Historic Scotland now manages Muness Castle, which is a fantastic attraction to enjoy whilst on the Isle of Unst.

How to Get There & Details to Know

Muness Castle is free to visit, and there aren’t any blockades to the entrance – making it a simple and easy attraction to explore while you’re in the Shetland Isles.

How to Get There by Ferry

One of the only routes to reach Unst is by ferry from Lerwick. The ferry trip takes 90 – 120 minutes and involves two ferry journeys in total. The cash payments are required to make the journey to the northmost part of the British Isles, so make sure you have some when you travel.

The ferry operates throughout the year, so no matter when you arrive, you’ll have a way to reach Unst.

Attractions at Muness Castle

Once you’ve made the adventurous journey to the Isle of Unst in Shetland, keep an eye out for these spectacular attractions within Muness Castle.

Explore the Northmost Castle in Scotland

Explore the Castle

As you approach Muness Castle, the circular towers of this mighty tower house will be the first parts you’ll see. The castle is open to visitors, meaning no entrance fees or restrictions, although it is essential to respect such a historic site.

As you enter in the ruined hall of Muness, the towering stone walls give an excellent indication of how large the main block was. The lack of a roof makes Muness bright and clear on a sunny day, letting you see the remains of ornate carvings into the stonework.

Learn about Muness Castle

Learn about the Castle

Throughout Muness Castle, you’ll be able to find a small collection of informative displays that cover a brief history of the castle, its constructions, and its place throughout Scottish history. There are no visitor centres or guides for Muness Castle, but the displays are more than enough to stoke the imagination of this far-flung tower house.

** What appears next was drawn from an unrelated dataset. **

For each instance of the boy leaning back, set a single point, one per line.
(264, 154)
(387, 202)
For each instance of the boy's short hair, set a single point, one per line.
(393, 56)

Delve into the Castle’s Lower Areas

Castle's Lower Area

Below the ground floor of Muness Castle are a series of lower chambers that guests can explore. You’ll need a torch on hand to venture this this part of the castle, and luckily they are provided to you on-site. Here, you can see the more architectural details and where the salvaged cargo stood during the castle’s height.